The Law Society and Bar Council were playing down fundamental differences of opinion over David Clementi’s review of regulation last week, as the first signs of friction emerged between the two sides of the profession.
Law Society chief executive Janet Paraskeva had written to the Financial Times last month after the paper ran an interview with new Bar Council chair Stephen Irwin QC, in which he said that multidisciplinary partnerships (MDPs), with their mix of lawyers and other businesspeople, were “bad karma” and “just a marketing tool”. Paraskeva insisted that solicitors took a more “contemporary” view of MDPs, provided “the right safeguards” could be ensured. The Society was also said to be “stung” over the Bar Council’s line that barristers should not lose powers of self-regulation for “other people’s mistakes”, a reference to the Office for the Supervision of Solicitors’ (OSS) poor track record on complaints handling.

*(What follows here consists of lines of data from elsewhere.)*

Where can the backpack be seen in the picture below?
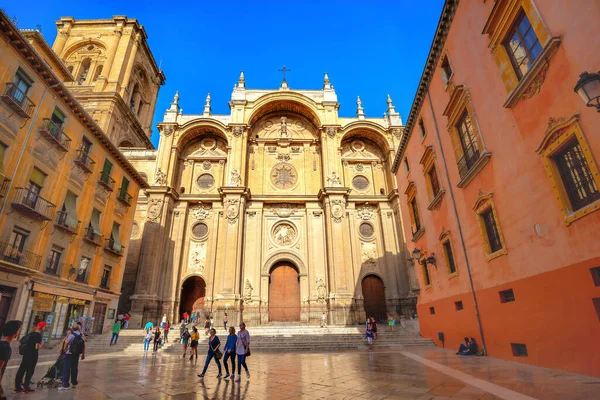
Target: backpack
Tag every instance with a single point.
(24, 345)
(77, 345)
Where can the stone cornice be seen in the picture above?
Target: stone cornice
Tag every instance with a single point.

Paraskeva and Irwin set out their respective positions on the major issues of the review by the Prudential Chairman, to be published in an article in next week’s edition of The Lawyer. “We aren’t attacking the Bar Council, we just have a different view,” Paraskeva insisted. “The sole practitioner and the solicitor’s firm are different economic models and the one thing driving the reform is competition. Some 50 per cent of our members are in big firms and global, international practices, and what they need is a regulator that can respond to their needs in international business; and that’s quite different from the sole practice, in which each member of the independent bar employs themselves.”
On the bar’s objection to MDPs, Irwin said: “It’s not a question of being contemporary or fashionable – regulation is just too important. If you place a lawyer in a position where he or she has financial interests in common with people who don’t have ethical obligations, you’re creating a recipe for trouble.” And the reason why MDPs are “bad karma”, he argued, is that they “destroy organisations that have good ethics”.
As for the future of self-regulation, Irwin said that the bar’s “principle objective” was “to come out of this with an extremely efficient, effective and cheap self-regulation system intact”. “The key thing is [the regulatory regime] doesn’t turn into some bureaucratic and expensive ‘one size fits all’ solution,” he said. “There is an alternative, and the bar, on any view, regulates itself very well and should continue to do so.” Paraskeva insisted that “self-regulation does work for solicitors”. “The mistake is that people think complaints handling is what self-regulation is all about.” She added that it was one part of a number of roles the Society plays, but one that attracted most attention. She also said that the OSS’s worst problems are now behind it. “We’ve had six months now where we’ve been closing more cases than we’ve been receiving, and that’s not just a blip,” she said.